Techniques for constraining rock compressibility magnitude can aid in reducing uncertainty associated with reservoir flow and well operability prediction when core recovery issues dictate that such geomechanical analyses must be performed without the luxury of laboratory testing. An extensive database of uniaxial strain pore volume compressibility "Cf" measurements has been compiled for diverse siliciclastic reservoirs ranging from unconsolidated sands to tight gas sandstones. We observe that: (i) elastic stiffness determined from unloading back to pre-production, initial reservoir stress conditions "IRSC" declines systematically from cemented to friable to unconsolidated formations in response to complex variation in microstructural parameters; (ii) the difference between "Cf" magnitude measured on loading versus unloading to "IRSC" is attributable to the irrecoverable (plastic) component of deformation which increases systematically as elastic stiffness decreases. Thus "Cf" at "IRSC" can be approximated from dynamic elastic moduli derived from acoustic wireline measurements following fluid substitution to simulate dry rock response. Subsequent "Cf" evolution with fluid pressure reduction "DPres" can be highly non-linear due to shearenhanced compaction and pore collapse. Finite element modeling has been used to iterate on elastoplastic material parameters describing the Cam clay constitutive model until a best-fit with experimentally derived "Cf" versus "DPres" response is achieved. Cam clay material parameters exhibit distinct lithotype-dependent trends that potentially enable their prediction from wireline measurements without recourse to core testing.
Reservoir pore volume compressibility (oftentimes referred to as formation compressibility, "Cf") is a fundamental rock property utilized in many reservoir engineering calculations including reserves estimates, reservoir performance and production forecasting . "Cf" dictates the magnitude of pore volume strain associated with declining fluid pressure resulting from production.

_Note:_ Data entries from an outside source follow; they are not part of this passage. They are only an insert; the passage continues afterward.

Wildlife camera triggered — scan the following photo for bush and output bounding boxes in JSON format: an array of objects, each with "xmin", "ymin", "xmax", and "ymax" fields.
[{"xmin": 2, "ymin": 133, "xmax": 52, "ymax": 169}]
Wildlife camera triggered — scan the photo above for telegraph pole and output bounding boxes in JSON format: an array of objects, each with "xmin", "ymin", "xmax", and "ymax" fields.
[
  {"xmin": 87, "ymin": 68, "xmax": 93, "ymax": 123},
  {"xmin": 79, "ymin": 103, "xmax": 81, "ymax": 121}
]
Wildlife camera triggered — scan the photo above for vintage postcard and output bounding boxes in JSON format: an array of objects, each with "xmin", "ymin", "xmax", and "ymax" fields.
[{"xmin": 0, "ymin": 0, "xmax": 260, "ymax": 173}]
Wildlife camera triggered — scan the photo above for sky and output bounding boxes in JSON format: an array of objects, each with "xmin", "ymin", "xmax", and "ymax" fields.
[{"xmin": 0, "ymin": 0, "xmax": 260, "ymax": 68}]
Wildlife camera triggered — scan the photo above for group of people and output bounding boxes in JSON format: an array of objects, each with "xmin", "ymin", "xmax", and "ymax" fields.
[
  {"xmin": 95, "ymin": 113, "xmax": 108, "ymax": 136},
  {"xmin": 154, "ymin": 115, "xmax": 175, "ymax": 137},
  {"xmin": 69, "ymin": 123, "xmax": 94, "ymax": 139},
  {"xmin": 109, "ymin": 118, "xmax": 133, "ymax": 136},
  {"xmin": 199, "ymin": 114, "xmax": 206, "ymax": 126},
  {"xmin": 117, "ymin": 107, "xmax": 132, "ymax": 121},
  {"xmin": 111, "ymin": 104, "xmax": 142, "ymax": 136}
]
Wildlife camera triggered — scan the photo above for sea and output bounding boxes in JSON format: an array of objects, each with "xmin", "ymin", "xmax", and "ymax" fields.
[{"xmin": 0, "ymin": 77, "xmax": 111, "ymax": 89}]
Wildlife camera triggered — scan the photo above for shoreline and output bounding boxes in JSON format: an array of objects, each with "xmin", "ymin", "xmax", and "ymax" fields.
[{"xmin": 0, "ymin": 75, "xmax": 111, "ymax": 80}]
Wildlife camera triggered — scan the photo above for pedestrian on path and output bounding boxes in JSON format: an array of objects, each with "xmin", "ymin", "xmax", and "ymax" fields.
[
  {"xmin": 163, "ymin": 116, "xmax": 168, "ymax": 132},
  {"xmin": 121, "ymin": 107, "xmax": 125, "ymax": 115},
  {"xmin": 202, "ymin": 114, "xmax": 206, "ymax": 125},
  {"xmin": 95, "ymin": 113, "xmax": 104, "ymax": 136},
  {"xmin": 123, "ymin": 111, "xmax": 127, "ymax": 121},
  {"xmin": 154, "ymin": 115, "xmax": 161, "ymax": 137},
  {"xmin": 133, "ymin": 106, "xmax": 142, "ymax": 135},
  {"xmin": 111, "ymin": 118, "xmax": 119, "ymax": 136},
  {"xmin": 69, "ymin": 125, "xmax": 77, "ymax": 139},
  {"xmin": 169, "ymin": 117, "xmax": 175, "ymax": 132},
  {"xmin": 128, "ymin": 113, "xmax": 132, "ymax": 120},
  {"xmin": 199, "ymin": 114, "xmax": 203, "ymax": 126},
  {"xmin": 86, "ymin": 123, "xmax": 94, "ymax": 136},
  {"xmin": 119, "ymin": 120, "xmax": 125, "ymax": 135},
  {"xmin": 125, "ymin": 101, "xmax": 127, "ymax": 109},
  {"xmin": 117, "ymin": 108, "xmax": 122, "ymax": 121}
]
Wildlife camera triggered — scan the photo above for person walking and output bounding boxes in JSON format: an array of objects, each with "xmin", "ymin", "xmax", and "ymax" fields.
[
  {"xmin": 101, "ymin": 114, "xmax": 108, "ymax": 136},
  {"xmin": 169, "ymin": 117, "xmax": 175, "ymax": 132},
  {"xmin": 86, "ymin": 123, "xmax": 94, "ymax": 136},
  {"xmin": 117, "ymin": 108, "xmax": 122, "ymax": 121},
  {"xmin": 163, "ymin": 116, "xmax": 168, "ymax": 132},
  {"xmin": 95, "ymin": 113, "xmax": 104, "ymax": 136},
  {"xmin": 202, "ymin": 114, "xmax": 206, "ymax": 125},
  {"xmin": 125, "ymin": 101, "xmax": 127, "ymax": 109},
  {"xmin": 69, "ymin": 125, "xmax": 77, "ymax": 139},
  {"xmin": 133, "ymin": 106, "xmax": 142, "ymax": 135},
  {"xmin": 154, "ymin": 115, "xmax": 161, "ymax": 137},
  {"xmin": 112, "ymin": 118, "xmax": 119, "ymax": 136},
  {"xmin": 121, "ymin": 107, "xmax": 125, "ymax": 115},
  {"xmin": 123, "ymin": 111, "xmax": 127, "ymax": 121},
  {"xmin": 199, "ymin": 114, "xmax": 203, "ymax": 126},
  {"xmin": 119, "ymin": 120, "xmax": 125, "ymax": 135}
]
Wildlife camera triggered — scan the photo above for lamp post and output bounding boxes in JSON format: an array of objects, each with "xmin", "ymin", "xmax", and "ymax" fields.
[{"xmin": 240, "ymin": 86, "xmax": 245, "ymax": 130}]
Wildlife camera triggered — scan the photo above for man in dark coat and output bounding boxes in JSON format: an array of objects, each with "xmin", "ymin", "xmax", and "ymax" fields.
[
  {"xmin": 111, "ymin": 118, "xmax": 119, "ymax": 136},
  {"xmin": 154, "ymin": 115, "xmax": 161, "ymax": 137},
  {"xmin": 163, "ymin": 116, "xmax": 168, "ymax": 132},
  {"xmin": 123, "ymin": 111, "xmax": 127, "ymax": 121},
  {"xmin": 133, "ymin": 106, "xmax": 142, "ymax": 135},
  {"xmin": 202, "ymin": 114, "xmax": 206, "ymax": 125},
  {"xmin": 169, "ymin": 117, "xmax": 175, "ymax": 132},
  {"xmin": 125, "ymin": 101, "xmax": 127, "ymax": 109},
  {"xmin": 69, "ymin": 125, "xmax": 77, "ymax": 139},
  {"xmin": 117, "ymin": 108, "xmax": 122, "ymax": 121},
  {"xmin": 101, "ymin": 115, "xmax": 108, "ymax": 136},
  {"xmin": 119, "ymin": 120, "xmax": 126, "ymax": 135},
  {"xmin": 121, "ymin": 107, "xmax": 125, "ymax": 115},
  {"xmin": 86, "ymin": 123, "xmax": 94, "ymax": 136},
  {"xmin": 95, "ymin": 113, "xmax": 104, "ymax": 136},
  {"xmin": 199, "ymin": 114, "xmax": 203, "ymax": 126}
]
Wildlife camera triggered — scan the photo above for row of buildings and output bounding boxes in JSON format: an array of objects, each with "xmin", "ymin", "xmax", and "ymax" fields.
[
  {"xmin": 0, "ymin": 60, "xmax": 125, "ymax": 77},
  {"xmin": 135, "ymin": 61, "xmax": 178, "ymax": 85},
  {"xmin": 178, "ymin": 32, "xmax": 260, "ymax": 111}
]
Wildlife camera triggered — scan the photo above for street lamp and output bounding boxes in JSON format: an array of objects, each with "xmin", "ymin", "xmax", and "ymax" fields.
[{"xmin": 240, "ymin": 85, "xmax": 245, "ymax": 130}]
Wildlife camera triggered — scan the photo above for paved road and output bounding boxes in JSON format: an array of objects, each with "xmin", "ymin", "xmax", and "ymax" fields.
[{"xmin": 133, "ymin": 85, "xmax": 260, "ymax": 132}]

As typical values in oilfield units range from ~1E-6 < Cf (1/psi) < ~100E-6 for each million barrels of reservoir pore space a reduction of between 1 and 100 barrels would result for every "psi" decrease in fluid pressure, where 1psi = 6.8948kPa. Porosity reduction controlled by "Cf" contributes to pressure maintenance and therefore enhances fluid production. For example, in the Bachaquero field in Venezuela, half of the production was attributed to compaction drive  however reservoir compaction due to fluid withdrawal can also result in significant permeability impairment . "Cf" can only be accurately quantified via geomechanical measurements on recovered core in which care is taken to simulate in situ stress magnitudes and boundary conditions . In undersaturated reservoirs (fluid pressures in excess of the bubblepoint) liquid and formation compressibilities represent significant proportions of the total compressibility of the reservoir system. While fluid properties are generally well constrained, pressure decline above the bubblepoint can be very rapid such that a substantial amount of recovery can occur prior to obtaining core and measuring mechanical properties. To accommodate this need for rock property data early in the production lifecycle a technique for predicting "Cf" from geophysical wireline logs offers considerable advantage. Further, discrete core measurements are rarely obtained in sufficient number to overcome between-sample data variability.